Lecture 38: Locke – Politics/Dalton
This lecture discusses the views of John Locke, one of the most influential political theorists. Locke disagrees with Hobbes (see lecture 32) regarding his theory of the state and nature, which he regards as compassionate, unlike the aggressive and violent condition that Hobbes supported.

Lecture 39: Locke – The Revolution in Knowledge/Kors
Although Locke is not highly thought of by 20th century philosophers, his role in intellectual history was of outmost importance. This lecture continues discussing Locke’s epistemology, which shaped the thinking of he entire 18th century.

Lecture 40: Vico and the New Science of History/Staloff
Vico’s philosophy of history had a great influence on the 19th and 20th century thought. He supported that we know the truth about matters that we have cognitively constructed or made. Vico’s New Science is intended as a warning against the central tendencies of the Enlightenment thought.

Lecture 41: Montesquieu and Political Thought/Kors
Montesquieu was a foundational thinker in the development of political science and sociology during the intellectual revolution of the 17th century. In this lecture his works are discussed promoting two central questions: What is relative to time and place? What is natural and universal? Human beings may live in a variety of ways and believe in different things, but there is a reality principle of objective and natural causes as well as consequences which exist and set limits to our human system.

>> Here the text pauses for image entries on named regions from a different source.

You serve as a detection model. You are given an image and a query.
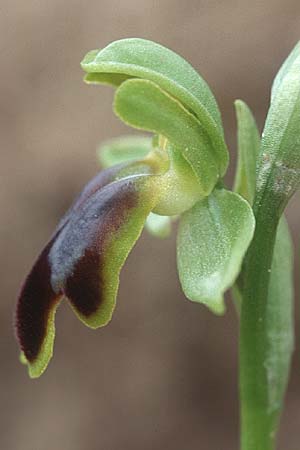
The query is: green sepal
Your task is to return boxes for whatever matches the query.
[234,100,260,205]
[114,79,220,196]
[177,189,255,314]
[84,73,133,87]
[145,212,172,239]
[97,136,152,169]
[81,38,228,175]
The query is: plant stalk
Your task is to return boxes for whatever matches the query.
[240,195,282,450]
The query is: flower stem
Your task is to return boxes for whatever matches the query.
[240,191,281,450]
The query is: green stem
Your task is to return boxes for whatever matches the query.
[240,195,282,450]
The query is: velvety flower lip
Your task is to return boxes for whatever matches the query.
[16,164,156,377]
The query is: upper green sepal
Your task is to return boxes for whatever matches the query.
[114,79,220,196]
[177,189,255,314]
[81,38,228,176]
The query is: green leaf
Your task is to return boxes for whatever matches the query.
[257,44,300,210]
[114,79,219,195]
[234,100,260,205]
[81,39,228,175]
[177,189,255,314]
[265,217,294,414]
[97,136,152,169]
[145,212,172,239]
[271,42,300,99]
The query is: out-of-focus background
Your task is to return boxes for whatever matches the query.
[0,0,300,450]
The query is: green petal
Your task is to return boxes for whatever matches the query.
[177,189,255,314]
[234,100,260,205]
[97,136,152,169]
[114,79,220,195]
[145,213,172,239]
[81,39,228,175]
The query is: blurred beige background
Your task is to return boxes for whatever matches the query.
[0,0,300,450]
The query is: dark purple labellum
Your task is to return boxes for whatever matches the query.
[16,165,154,376]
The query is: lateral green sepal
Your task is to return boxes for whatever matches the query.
[177,189,255,314]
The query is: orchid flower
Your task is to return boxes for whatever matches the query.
[16,39,255,378]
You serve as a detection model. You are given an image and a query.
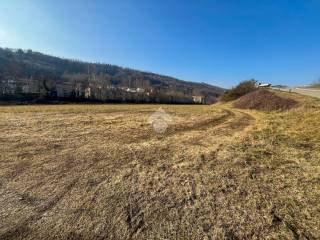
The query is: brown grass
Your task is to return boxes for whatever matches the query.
[0,98,320,239]
[233,89,298,111]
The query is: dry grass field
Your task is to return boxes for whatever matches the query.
[0,93,320,239]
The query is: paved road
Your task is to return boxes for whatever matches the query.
[274,88,320,98]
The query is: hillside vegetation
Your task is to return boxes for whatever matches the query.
[220,79,257,102]
[0,48,224,103]
[0,90,320,240]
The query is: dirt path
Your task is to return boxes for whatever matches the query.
[274,88,320,98]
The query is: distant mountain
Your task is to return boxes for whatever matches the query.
[0,48,224,103]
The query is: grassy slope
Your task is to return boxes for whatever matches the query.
[0,93,320,239]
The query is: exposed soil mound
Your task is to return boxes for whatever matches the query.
[233,89,298,111]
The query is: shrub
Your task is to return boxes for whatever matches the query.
[220,80,257,102]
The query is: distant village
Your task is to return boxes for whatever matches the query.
[0,77,206,104]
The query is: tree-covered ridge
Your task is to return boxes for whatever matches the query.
[0,48,224,103]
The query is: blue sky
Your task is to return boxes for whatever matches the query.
[0,0,320,87]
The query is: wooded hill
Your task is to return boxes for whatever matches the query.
[0,48,224,103]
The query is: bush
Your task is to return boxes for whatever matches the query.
[220,80,257,102]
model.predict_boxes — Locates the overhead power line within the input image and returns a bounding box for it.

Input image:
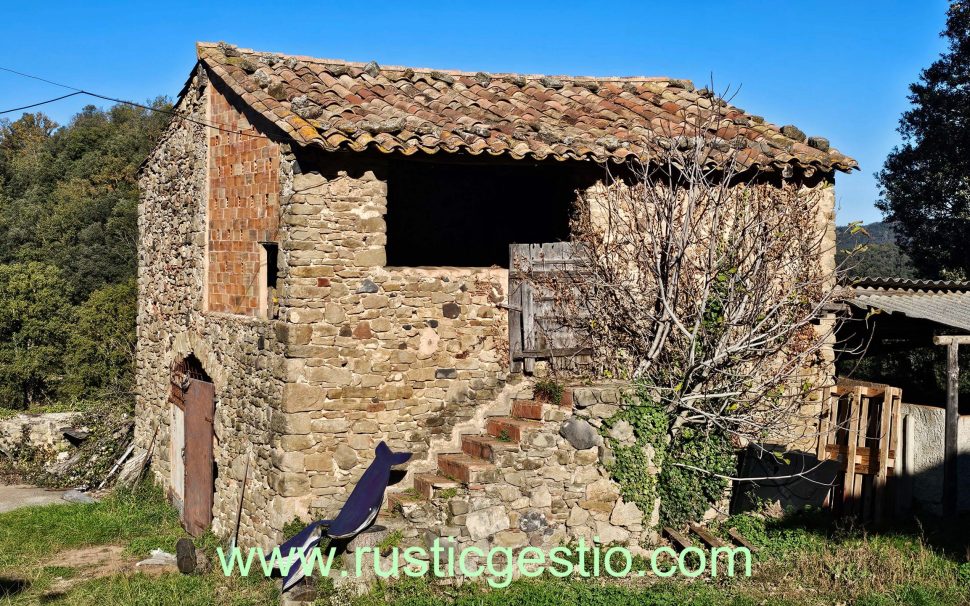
[0,91,83,116]
[0,66,269,139]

Lecture 42: The Worldly Philosophy of Bernard Mandeville/Staloff
The career and thought of Bernard Mandeville demonstrate several central features of the Enlightenment in early 18th century England. Among his other works examined in this lecture, “The Fable of the Bees”, his most famous work, presents his central paradox in moral theory. The perceived moral of the story is that virtue and greatness are incompatible.

DISK 8.2 
Lecture 43: Bishop Berkeley – Idealism and Critique of the Enlightenment/Staloff
This lecture examines the extreme idealist conclusions that George Berkley drew from his empiricist premises, the philosophical principle supporting that all knowledge arises from experience and what cannot be confirmed by experience is not naturally known. Berkeley was one of the three great empiricists along with Locke (see previous lecture) and Hume, who argued that the human mind contains only certain ideas and the mind of God contains all ideas. 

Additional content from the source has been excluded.